The opening scene features Mary of Magdala at a lavish banquet surrounded by fawning male suitors, frustrated that her lover, Judas, has chosen to follow a lowly carpenter from Nazareth instead of her indulgent lifestyle. This entire sequence lacks any biblical basis, but it sets the tone for the film—this will be a dramatic, exuberant telling of the Christ narrative, with a huge production and vivid imagery. The majority of the dialogue and narration are direct quotes from Scripture, including the references on the screen. There are powerful and memorable images—the casting out of the seven demons from Mary Magdalene; the healing of a lunatic child; Jesus carrying a lonely sheep out of the temple; Jesus unknowingly working as a carpenter on a Roman cross. Characters and settings are often set up in the frame like Renaissance paintings, where physical movement and posture communicates the drama of the scenario more than spoken dialogue. The finale on Calvary with the crucifixion is nearly a disaster movie, with lightning, thunder and earthquakes which swallow up bystanders as the temple curtain is torn from a blast of lightning. It’s all a bit over-the-top, but this is DeMille, a master of the extravagant epic.

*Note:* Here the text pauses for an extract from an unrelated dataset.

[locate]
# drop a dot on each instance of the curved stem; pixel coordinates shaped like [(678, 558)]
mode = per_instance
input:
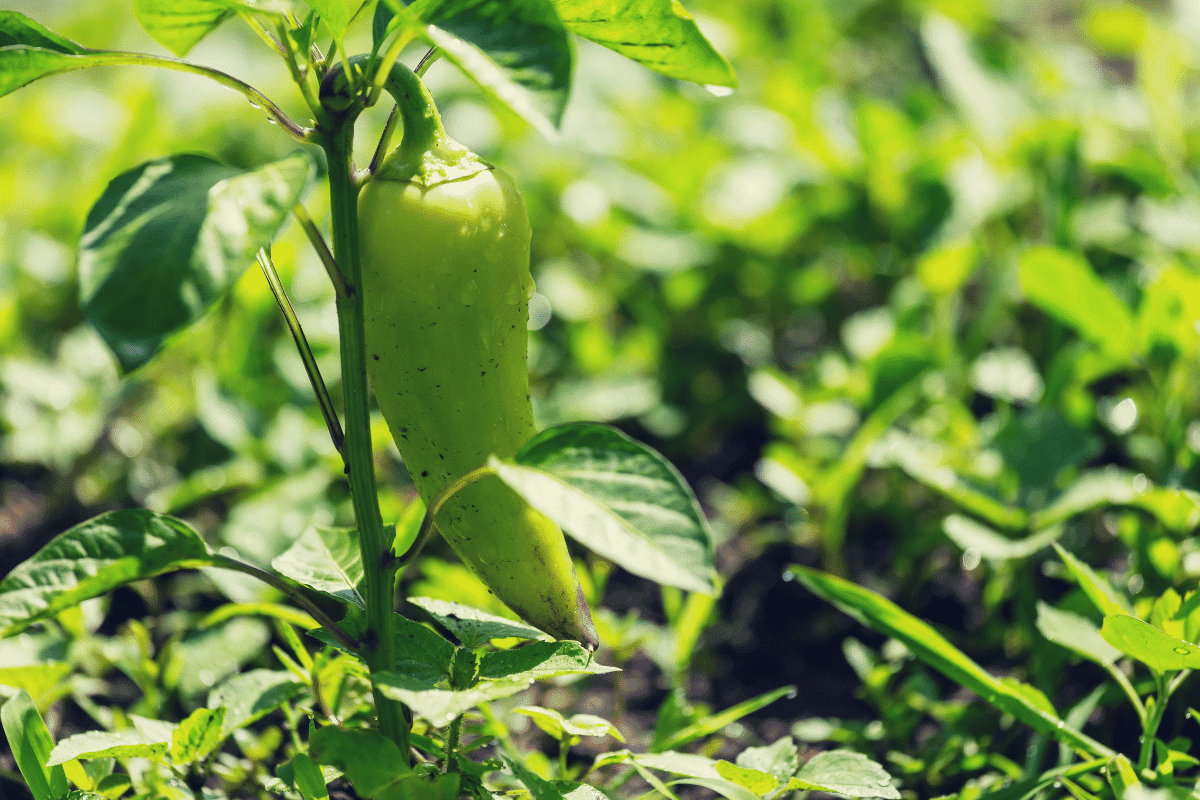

The Jesus of The King of Kings is a kindly Christ, both calm and powerful. He is esoteric and otherworldly, rarely showing much emotion as the camera bathes him in whitening light. He’s often shown slightly glowing and the brightest point in the frame, drawing all attention towards him in reverential awe. There are very few moments of teaching or sermons, and the emphasis is on Jesus the healer—the very first time we see Jesus is through the opened eyes of a blind child, and even on his way to Calvary, he pauses while carrying the cross to heal a band of lame beggars in an alleyway. H. B. Warner, who would go on to play roles in It’s a Wonderful Life, Sunset Blvd., and The Ten Commandments, portrays Jesus with a peaceful stoicism, a calm confidence about his mission of healing and grace. This portrayal leans more towards the divine nature of Christ rather than his humanity, and one wouldn’t be surprised to see him floating off the screen in shining, holy radiance. The final scene of the ascended Christ shows him framed against a modern cityscape with the promise that he will be “with you always.” It’s a significant image, as DeMille’s film seems to take the Great Commission seriously to take the Gospel message to the ends of the earth.

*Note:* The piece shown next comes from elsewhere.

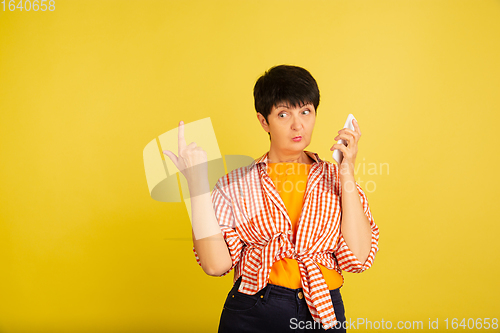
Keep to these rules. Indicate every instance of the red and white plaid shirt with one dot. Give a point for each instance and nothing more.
(258, 231)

Overall, The King of Kings is remarkably faithful to the Biblical text while having a unique and grand aesthetic. It’s a spectacle, to be sure, and some of the more melodramatic acting moments are almost laughable to modern audiences. However, its flamboyant production has a sense of bigness, a grandeur fit for the exalted King of Kings and Lord of Lords. DeMille was proud that his film became the most widely viewed Jesus film in the world in the first half of the 20th century, and it’s certainly a Jesus film worth seeking and watching today.